Fig. 4.

The elp1–KR9A mutation does not disrupt Elongator complex assembly but causes subtle differences in association with Elp5 and Kti12.

A. Western blot analysis of inputs and GFP–Trap immunoprecipitates of Elp1–GFP and Elp1–KR9A–GFP from strains expressing HA-tagged Elp3, Elp5 or Kti12. All samples were analysed with anti–GFP and anti-HA. Input samples were also analysed using anti-Cdc28 as a loading control. Arg4–GFP was confirmed to have similar pulldown efficiency to Elp1–GFP and was used as a control to demonstrate that interaction between Elp1 and the various HA tagged complex members was specific. All pulldown samples were analysed from the same blot. It should be noted that Elp1 is always observed by Western blot analysis as both a full-length and a faster migrating form (truncated at its N-terminus) that may be a degradation product or serve an as yet unknown function (Fichtner et al., ²⁰⁰³).

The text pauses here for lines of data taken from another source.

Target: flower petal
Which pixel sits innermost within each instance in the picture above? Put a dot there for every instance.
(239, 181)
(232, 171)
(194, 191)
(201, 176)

B. Quantification of co-immunoprecipitation efficiency. Immunoprecipitation of HA-tagged proteins was quantified by densitometry of the HA tag signals and normalized using the Elp1–GFP signals across the indicated number of replicates (n), setting the value for the wild-type strain in each case to 1.0. Error bars represent the standard deviation of the mean and the significance of the differences was analysed using a one way ANOVA, with ‘*’ indicating a P-value of < 0.05 (significant) and ‘***’ indicating a P-value of < 0.001 (very highly significant). Any small differences in Elp3 association were not statistically significant when analysed in this manner.